The hypothetical open state modelled by Rao and colleagues is a model of a prokaryotic TMEM175 homolog. As the pore structures between human and prokaryotic TMEM175 channels differ due to sequence divergence and oligomeric state, our work on human TMEM175 does not inform on the structure of the open state of a prokaryotic TMEM175 channel. Moreover, as the selectivity profiles of human TMEM175 and prokaryotic TMEM175 are distinct and the mechanisms of gating in prokaryotic TMEM175 channels are unknown, our analyses do not inform on their ion selectivity and gating mechanisms. Due to these fundamental differences between human and prokaryotic TMEM175 channels, we would prefer not to speculate on prokaryotic TMEM175 channels.

b) The new blocker AP-6 seems to be indeed slightly more effective at blocking the mutants than 4-AP. But it seems do drop out of thin air. Neither the design rationale nor whether it is specific to TMEM175 is discussed.

We are preparing a manuscript describing our studies into describing novel TMEM175 inhibitors, including AP-6 in which the rationale and specificity of AP-6 will be characterized.

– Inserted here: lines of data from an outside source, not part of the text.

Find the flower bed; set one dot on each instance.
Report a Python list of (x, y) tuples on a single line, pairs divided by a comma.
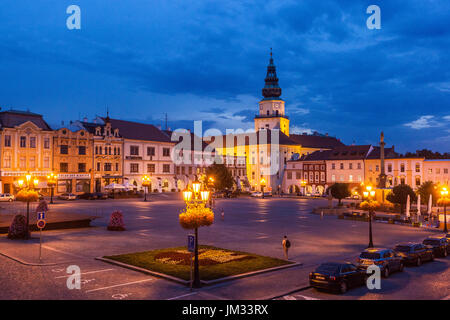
[(215, 262)]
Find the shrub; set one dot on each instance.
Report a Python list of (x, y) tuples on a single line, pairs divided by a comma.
[(116, 221), (18, 228)]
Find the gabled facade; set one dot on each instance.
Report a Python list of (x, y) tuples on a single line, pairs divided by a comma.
[(26, 147)]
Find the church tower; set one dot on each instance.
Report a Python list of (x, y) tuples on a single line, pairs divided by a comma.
[(271, 107)]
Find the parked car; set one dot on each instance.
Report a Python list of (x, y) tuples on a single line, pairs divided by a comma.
[(440, 244), (386, 259), (7, 197), (337, 276), (414, 253), (67, 196)]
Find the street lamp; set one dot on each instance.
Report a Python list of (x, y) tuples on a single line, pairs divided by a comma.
[(146, 182), (196, 199), (29, 186), (369, 194), (444, 193), (263, 184), (51, 182)]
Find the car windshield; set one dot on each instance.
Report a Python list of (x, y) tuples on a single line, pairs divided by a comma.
[(370, 255), (402, 248), (328, 268), (431, 242)]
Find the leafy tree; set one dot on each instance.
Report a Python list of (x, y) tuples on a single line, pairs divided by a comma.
[(427, 188), (399, 195), (340, 191), (222, 176)]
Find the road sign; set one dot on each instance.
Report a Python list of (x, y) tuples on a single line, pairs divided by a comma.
[(40, 223), (191, 242)]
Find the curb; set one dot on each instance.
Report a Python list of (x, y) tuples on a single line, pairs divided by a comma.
[(207, 283), (146, 271), (251, 273), (29, 263)]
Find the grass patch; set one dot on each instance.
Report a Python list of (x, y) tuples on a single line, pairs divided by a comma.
[(215, 262)]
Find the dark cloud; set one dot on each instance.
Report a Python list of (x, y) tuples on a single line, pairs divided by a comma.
[(353, 81)]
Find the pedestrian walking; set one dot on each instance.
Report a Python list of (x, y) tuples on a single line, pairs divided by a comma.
[(286, 245)]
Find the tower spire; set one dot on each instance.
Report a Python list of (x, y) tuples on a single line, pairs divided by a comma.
[(271, 89)]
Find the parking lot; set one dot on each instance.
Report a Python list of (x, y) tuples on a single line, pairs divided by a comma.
[(253, 225)]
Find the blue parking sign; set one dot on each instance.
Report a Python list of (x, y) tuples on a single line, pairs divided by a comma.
[(191, 242)]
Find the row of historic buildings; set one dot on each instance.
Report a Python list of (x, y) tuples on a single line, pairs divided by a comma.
[(88, 156)]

Reviewer #2 (Recommendations for the authors):

1) Error estimates for the calculated free energies and free energy profiles should be provided to see if found differences of ca. 1 kcal/mol are statistically significant. Similarly, the applied field simulations show two permeation events, a rather low number, that should also be treated with care.

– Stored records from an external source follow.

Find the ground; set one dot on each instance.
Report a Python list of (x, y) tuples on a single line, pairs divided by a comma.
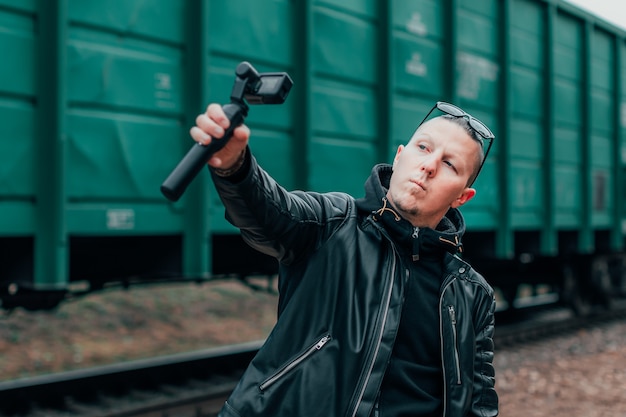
[(119, 325), (578, 375)]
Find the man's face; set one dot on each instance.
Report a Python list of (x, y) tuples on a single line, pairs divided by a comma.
[(431, 172)]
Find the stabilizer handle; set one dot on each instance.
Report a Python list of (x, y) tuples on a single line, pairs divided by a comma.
[(196, 158)]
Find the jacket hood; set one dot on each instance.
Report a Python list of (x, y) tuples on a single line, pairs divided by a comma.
[(445, 237)]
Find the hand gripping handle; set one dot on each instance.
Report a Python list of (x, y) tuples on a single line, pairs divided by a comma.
[(176, 183)]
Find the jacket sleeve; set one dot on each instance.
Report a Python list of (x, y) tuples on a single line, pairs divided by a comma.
[(277, 222), (485, 398)]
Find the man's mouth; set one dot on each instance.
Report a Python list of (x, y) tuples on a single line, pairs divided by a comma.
[(419, 183)]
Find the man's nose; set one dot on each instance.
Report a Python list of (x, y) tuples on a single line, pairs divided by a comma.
[(429, 165)]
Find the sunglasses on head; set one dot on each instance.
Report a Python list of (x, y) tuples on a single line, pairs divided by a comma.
[(477, 126)]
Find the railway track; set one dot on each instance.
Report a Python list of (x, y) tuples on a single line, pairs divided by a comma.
[(197, 383), (191, 384)]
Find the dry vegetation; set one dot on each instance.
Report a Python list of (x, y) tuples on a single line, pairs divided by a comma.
[(120, 325)]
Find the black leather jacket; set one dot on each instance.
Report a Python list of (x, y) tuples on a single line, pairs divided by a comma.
[(341, 289)]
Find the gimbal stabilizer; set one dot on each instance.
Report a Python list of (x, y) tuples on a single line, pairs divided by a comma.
[(265, 88)]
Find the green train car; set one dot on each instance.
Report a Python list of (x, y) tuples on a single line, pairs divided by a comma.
[(97, 97)]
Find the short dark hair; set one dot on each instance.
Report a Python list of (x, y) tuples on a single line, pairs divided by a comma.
[(464, 123)]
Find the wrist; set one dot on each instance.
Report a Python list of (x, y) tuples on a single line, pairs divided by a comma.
[(227, 172)]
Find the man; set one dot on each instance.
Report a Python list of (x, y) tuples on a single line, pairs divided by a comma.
[(377, 315)]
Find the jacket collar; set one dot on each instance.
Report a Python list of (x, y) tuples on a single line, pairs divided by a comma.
[(422, 241)]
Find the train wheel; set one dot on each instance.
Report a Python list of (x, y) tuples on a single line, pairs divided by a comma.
[(572, 294), (602, 282)]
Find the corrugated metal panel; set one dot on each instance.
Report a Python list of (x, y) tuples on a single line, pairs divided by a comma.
[(119, 83)]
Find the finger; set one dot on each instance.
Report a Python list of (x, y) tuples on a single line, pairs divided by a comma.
[(216, 113), (209, 126), (241, 133), (200, 135)]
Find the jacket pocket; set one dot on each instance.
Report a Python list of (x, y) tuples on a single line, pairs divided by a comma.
[(295, 362), (457, 359)]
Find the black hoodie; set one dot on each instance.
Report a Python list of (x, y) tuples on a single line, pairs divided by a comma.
[(344, 271), (413, 382)]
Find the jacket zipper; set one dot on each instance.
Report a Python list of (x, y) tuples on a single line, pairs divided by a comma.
[(297, 361), (452, 313), (380, 334), (443, 359)]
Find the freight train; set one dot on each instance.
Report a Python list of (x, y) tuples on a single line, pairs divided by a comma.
[(96, 99)]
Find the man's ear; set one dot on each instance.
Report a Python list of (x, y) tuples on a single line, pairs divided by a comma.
[(465, 196), (395, 158)]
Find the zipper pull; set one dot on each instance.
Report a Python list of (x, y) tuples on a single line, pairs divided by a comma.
[(452, 314), (322, 342), (416, 244)]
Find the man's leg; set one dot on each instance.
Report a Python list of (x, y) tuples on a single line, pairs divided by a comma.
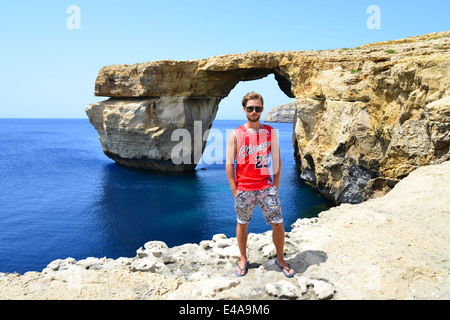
[(278, 241), (241, 236)]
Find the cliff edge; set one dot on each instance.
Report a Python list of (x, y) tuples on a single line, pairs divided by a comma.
[(392, 247)]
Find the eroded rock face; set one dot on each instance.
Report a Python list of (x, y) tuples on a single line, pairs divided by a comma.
[(366, 117)]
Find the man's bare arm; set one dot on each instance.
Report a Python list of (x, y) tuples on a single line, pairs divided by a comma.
[(276, 159)]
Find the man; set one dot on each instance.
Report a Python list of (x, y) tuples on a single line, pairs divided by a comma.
[(251, 184)]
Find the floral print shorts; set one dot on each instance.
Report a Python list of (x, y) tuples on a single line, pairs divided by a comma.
[(267, 199)]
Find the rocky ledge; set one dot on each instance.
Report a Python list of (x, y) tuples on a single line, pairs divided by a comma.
[(391, 247), (365, 117)]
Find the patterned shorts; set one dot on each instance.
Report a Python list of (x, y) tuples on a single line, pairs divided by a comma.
[(267, 199)]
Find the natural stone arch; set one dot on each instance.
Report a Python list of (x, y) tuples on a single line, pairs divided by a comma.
[(366, 117)]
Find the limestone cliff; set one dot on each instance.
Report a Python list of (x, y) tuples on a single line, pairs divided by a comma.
[(391, 247), (284, 113), (366, 117)]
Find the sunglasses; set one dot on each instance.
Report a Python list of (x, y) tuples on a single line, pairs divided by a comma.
[(250, 109)]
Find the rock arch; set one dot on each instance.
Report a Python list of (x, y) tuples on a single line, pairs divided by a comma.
[(366, 117)]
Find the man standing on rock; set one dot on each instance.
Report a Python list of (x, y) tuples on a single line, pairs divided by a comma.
[(250, 145)]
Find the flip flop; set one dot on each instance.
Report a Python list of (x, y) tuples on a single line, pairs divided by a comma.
[(286, 273), (245, 270)]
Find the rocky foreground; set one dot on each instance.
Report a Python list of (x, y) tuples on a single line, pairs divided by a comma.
[(392, 247)]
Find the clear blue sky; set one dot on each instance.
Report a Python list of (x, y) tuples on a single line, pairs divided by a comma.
[(49, 70)]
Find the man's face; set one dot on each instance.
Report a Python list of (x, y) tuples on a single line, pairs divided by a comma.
[(253, 116)]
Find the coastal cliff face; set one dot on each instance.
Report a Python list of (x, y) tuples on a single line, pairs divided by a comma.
[(365, 117), (391, 247)]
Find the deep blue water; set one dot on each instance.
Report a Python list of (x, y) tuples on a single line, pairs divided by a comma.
[(60, 196)]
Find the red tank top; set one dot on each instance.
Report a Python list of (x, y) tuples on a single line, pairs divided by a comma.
[(252, 158)]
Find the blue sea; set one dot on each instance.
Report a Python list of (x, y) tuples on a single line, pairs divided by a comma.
[(60, 197)]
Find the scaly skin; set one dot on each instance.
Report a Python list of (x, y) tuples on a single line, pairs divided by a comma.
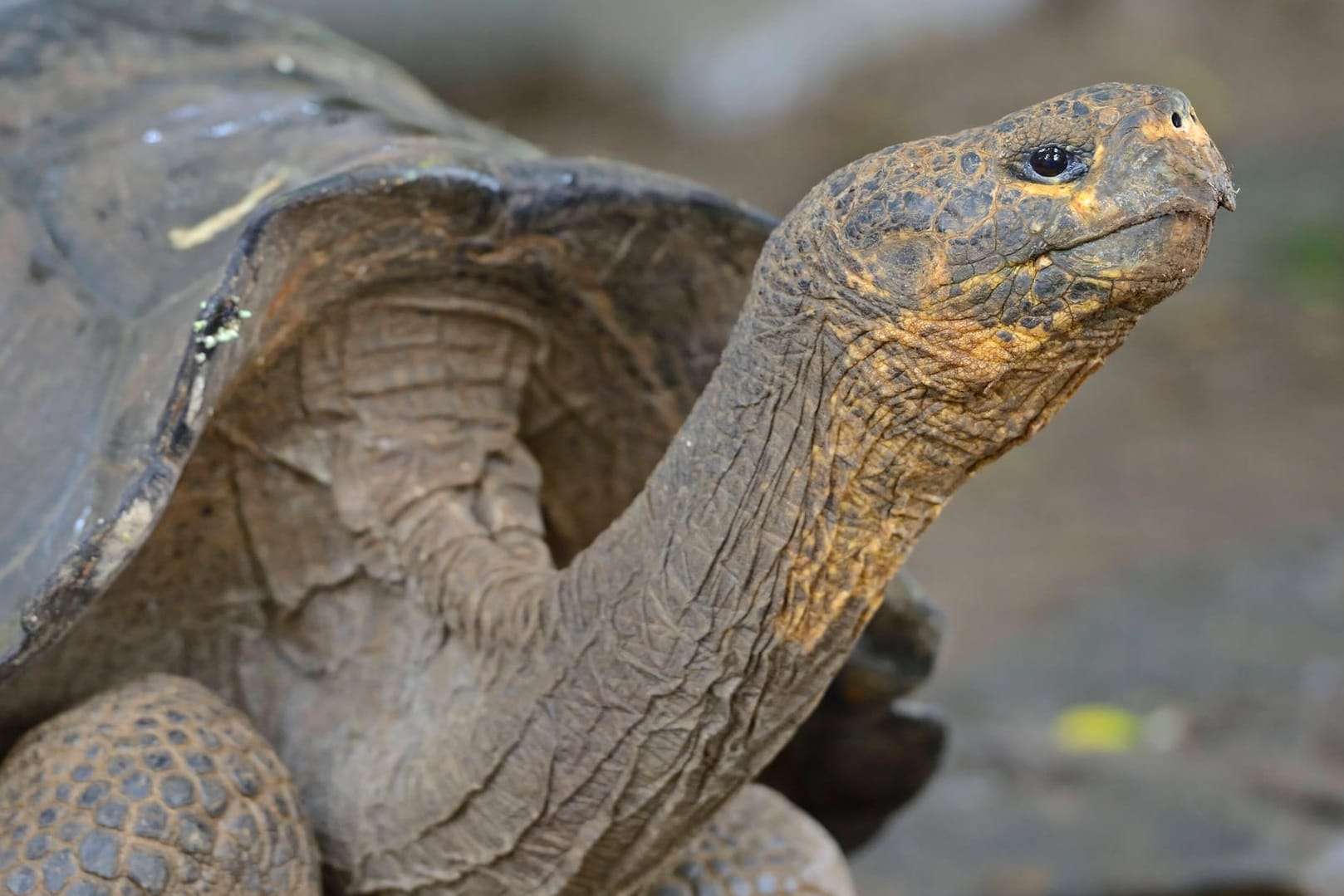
[(460, 717)]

Please see our response to the editor’s summary above. We have revised the captions of Figure 2 and Figure 4 to describe how our error calculations were performed. The mean difference between PMF profiles obtained with the first or second half of the trajectory data for K⁺ is 0.14 kcal/mol; for Na⁺, it is 0.22 kcal/mol. The difference between forward and backward FEP transformations is 0.1 kcal/mol. Differences of ca. 1 kcal/mol between K⁺ and Na⁺ are therefore statistically significant.

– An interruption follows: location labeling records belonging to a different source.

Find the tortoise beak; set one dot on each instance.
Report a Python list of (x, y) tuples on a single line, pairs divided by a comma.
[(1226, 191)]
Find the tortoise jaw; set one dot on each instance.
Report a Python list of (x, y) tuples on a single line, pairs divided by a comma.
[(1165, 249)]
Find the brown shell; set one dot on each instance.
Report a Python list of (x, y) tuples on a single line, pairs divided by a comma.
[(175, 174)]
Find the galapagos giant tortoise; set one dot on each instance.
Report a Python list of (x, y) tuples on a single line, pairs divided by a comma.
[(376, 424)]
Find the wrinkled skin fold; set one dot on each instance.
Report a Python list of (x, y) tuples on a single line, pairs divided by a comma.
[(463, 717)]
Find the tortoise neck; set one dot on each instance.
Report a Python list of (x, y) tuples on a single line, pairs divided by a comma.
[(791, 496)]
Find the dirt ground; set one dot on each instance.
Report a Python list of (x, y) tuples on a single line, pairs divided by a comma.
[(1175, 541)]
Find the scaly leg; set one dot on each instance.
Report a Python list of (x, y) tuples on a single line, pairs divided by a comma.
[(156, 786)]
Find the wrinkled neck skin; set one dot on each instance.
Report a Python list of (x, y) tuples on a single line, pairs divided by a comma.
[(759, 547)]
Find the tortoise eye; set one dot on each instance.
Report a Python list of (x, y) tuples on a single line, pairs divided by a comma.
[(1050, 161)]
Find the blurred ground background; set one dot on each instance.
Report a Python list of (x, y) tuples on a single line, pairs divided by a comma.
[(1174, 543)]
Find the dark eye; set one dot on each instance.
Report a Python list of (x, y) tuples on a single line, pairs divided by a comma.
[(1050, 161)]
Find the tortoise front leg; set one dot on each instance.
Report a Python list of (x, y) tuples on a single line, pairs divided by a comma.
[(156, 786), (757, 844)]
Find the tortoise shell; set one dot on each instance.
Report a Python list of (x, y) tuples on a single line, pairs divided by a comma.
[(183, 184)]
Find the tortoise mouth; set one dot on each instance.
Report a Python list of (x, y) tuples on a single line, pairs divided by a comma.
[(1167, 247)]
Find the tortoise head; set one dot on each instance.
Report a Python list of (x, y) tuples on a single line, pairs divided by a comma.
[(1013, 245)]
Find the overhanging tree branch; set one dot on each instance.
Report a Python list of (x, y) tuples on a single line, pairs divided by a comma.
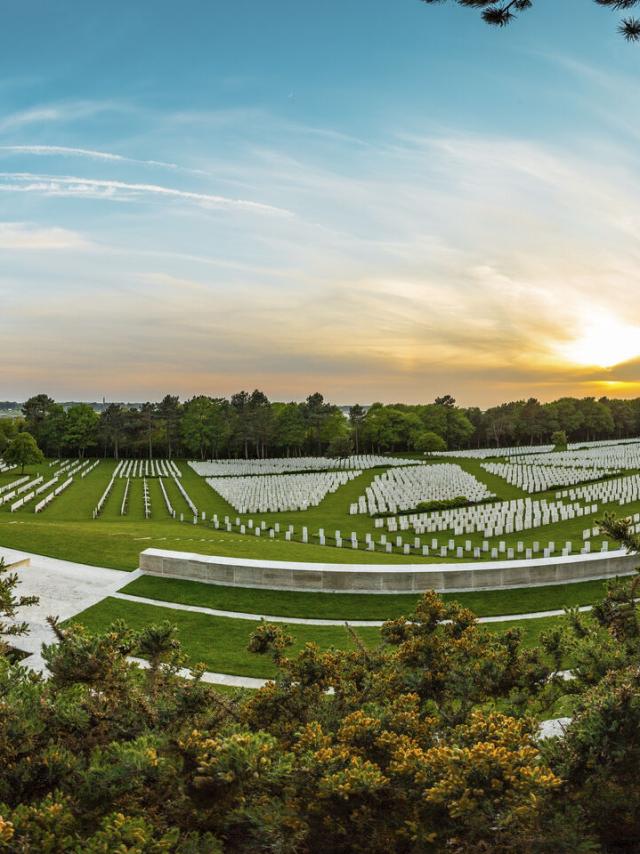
[(499, 14)]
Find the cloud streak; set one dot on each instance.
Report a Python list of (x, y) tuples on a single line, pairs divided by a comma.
[(20, 236), (92, 154), (119, 191)]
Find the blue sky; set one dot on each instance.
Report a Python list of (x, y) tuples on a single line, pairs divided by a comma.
[(378, 200)]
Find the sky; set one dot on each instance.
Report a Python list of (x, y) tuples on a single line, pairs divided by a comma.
[(375, 199)]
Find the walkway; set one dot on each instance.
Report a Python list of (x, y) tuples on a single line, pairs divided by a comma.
[(66, 589)]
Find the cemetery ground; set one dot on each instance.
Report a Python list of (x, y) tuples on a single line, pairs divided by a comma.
[(65, 529), (220, 643)]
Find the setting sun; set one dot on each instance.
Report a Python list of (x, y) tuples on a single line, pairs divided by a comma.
[(604, 342)]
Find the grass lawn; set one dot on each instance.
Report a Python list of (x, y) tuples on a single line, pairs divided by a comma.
[(358, 606), (220, 643)]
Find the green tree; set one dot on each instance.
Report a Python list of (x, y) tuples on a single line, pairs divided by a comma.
[(81, 427), (169, 410), (429, 442), (499, 13), (23, 451), (35, 410), (196, 425), (290, 428), (10, 626), (356, 417), (112, 427), (559, 440)]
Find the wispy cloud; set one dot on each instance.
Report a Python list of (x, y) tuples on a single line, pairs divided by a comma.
[(20, 236), (119, 191), (92, 154), (65, 111)]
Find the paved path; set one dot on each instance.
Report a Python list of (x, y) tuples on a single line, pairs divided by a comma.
[(66, 589)]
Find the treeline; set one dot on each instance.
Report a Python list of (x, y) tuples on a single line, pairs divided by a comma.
[(250, 425), (427, 742)]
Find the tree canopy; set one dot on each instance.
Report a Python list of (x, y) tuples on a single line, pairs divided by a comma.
[(499, 13), (428, 742)]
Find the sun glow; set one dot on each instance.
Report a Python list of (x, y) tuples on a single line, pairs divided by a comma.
[(604, 342)]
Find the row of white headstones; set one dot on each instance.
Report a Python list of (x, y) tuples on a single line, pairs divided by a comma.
[(146, 495), (25, 489), (522, 450), (278, 493), (147, 468), (292, 465), (404, 488)]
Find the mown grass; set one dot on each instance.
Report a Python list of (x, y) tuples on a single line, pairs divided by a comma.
[(220, 643)]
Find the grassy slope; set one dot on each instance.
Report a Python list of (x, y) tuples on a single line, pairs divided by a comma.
[(342, 606), (220, 643)]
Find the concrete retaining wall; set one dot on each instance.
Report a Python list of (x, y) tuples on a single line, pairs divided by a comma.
[(381, 578)]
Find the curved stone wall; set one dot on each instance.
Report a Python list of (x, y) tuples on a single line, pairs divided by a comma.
[(389, 578)]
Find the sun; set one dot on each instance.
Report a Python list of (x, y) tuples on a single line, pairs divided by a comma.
[(604, 342)]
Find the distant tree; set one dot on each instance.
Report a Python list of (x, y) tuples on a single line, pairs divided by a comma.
[(8, 431), (290, 428), (559, 440), (241, 406), (356, 417), (149, 415), (169, 413), (52, 430), (35, 410), (197, 425), (445, 400), (429, 442), (23, 451), (112, 427), (499, 13), (261, 421), (336, 435), (81, 427)]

2) The differences of ca. 1 kcal/mol are around the accuracy of current force fields for free energy predictions, and the authors are using only one force field (CHARMM) for a somewhat difficult target (an ion in a hydrophobic environment) that was not explicitly parameterized in this force field. Given that in the field of canonical potassium channels force field inaccuracies led to some 20 years long discussion about the permeation mechanisms, I'd suggest to either include an investigation with another force field, or tone down the conclusions (for example that this is a 'proposed permeation mechanism for TMEM175') and discuss potential issues with the current methodology. A recent paper showing a likely too hydrophobic character of the TMEM175 cavity in nonpolarizable force fields (Lynch et al., ACS Nano 2021) will be also of interest here.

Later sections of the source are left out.